Interestingly, this was the point where Pharaoh started taking this Hebrew God seriously because he was the one who called M&A back and even apologized, acknowledging, “I have sinned this time: the Lord is righteous, and I and my people are wicked.” He asks Moses to ask God to stop the hail and Moses agrees to do it right away, but calls Pharaoh out on his lies, saying, “I know that ye will not yet fear the Lord God.” And sure enough, when Moses goes out to stop the hail, Pharaoh “hardened his heart” and would not let the people go.
10:1-20 - God commands M&A to go back to Pharaoh and warn of the eighth plague that will visit them if he doesn’t let the Hebrew people go, which is locusts. If we remember Mormon history, there was an infestation of grasshoppers, which are locusts, which ate up all the crops of the early pioneers and caused huge problems for the people, and the purpose of these locusts here is the same thing, “and they shall eat the residue of that which is escaped, which remaineth unto you from the hail, and shall eat every tree which groweth for you our of the field.” They are going to eat all the food that’s left after the hail storm.
Pharaoh apologized to get the last plague stopped but the servants and even government advisors are tired of all this mess at this point saying, “how long shall this man be a snare unto us? Let the men go, that they may serve the Lord their God: knowest thou not that Egypt is destroyed?” So the servants are recommending that Pharaoh let the men go into the desert but when Pharaoh suggests that to M&A they decline saying, “We will go with our young and with our old, with our sons and with our daughters, with our flocks and with our herds will we go.” They are taking everybody and they aren’t coming back, this is when Pharaoh’s worst fears are realized, his free slave labor is over.

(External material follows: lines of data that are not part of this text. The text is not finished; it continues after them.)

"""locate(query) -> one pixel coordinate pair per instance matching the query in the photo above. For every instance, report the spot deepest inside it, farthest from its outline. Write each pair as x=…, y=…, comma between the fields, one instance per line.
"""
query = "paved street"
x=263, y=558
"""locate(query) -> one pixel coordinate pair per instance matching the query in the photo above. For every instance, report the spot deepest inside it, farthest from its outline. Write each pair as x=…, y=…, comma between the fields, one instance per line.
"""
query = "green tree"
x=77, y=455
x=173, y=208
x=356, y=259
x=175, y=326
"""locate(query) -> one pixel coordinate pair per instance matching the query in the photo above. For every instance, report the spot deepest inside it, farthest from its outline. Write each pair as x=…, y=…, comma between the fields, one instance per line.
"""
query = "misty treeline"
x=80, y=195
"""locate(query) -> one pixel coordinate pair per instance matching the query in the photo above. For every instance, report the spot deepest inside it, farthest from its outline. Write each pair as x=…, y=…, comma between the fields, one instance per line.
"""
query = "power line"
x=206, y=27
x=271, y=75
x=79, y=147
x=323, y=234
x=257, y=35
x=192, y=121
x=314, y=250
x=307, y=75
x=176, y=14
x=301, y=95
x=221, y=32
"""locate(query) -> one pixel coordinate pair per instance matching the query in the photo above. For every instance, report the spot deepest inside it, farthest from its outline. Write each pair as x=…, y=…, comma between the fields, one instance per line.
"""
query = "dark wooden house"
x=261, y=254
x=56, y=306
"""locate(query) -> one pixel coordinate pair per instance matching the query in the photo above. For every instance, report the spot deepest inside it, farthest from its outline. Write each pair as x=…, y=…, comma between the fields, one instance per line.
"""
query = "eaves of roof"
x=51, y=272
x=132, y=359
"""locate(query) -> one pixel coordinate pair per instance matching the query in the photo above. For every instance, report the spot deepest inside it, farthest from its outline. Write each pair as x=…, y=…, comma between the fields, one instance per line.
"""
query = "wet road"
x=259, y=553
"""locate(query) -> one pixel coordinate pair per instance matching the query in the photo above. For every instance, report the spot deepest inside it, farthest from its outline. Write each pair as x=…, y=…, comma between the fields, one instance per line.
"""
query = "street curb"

Pharaoh declines that offer so Moses stretched out his hand and brought up the locusts in “an east wind” and they ate EVERYTHING, herbs, fruit, “and there remained not any green thing in the trees, or in the herbs of the field, through all the land of Egypt.” Pharaoh again panics and apologizes and begs them to “entreat the Lord your God that he may take away from me this death only,” and he did, “and the Lord turned a mighty strong west wind, which took away the locusts, and cast them into the Red sea; there remained not one locust in all the coasts of Egypt.”
After all this groveling, you’d think that Pharaoh would finally recognize that he was out matched, but the audacity of this man is baffling to me and he again hardened his heart “so that he would not let the children of Israel go.”